Kumhof, a leading economist at the International Monetary Fund, explains in interview: “The income of the richest five per cent of the population has increased so much that they can’t use up all their money. There’s a limit to how many Armani suits you can wear. […] What remains is to lend the money to the banking sector. At the same time the remaining 95 per cent of the population is left with a smaller share than before. They have to borrow in order to keep consuming as before. […] A large supply of money from the rich five per cent and a great demand for loans on the side of the remaining 95 per cent — that’s what created the current crisis.”
The full table of contents of Arena 6/2011
Transparency and opacity, revelation and concealment, honesty and dishonesty, the need to know versus the right to privacy: a dossier in La Revue Nouvelle shows that talking about transparency always involves a dialectic. What kind of society is it, asks sociologist Christophe Mincke, that deems secrecy, intimacy, reserve, confidentiality and modesty to be suspect?
“Our world renders invisible whatever disturbs it: the French President’s ‘love handles’, models’ cellulite, the elderly, drug-addicts and anything else that infringes the collective dreams of a networked society accustomed to a perfectly smooth and satisfactory exchange of images.
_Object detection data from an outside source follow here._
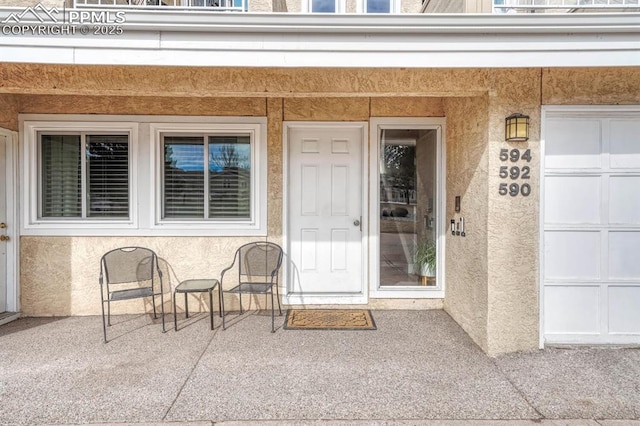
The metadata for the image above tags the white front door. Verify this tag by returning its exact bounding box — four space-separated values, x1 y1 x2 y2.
0 134 8 314
286 123 366 304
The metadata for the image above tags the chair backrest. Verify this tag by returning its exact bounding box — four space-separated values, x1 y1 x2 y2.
101 247 158 285
237 241 282 279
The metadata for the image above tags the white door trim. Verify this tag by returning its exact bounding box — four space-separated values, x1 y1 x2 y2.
538 105 640 349
282 121 370 305
0 128 20 312
368 117 447 299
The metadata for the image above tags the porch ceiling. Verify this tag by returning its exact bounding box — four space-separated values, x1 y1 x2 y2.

What scandalizes now is not revealing but revealing badly. You can show that you are old providing that you adopt the stance of an active, productive, ‘senior’, with plans for the future and happy with your lot. […] You can go in for ‘personal branding’ on Twitter, but remember: there is a right and a wrong way to do it. Anything can be shown, so long as you pay attention to presentation.”
Social networking: Picking up on Mark Zuckerberg’s view that “privacy is no longer a social norm”, Nicolas Baygert sees Facebook and Twitter as tools for narcissistic self-promotion, personal life as an “ongoing collaborative project”. Baygert refers to the “journalism of indignation”, pointing to the “moralizing posture of the fourth estate”. Arnaud Cambier makes a related point, arguing that transparency is cynically exploited in populist political debate: behaviour whose disclosure is no way in the public interest must nevertheless be dragged into the open for the sake of “transparency”. Indeed, the more one reads, the more one feels that this word should always be enclosed in scare quotes.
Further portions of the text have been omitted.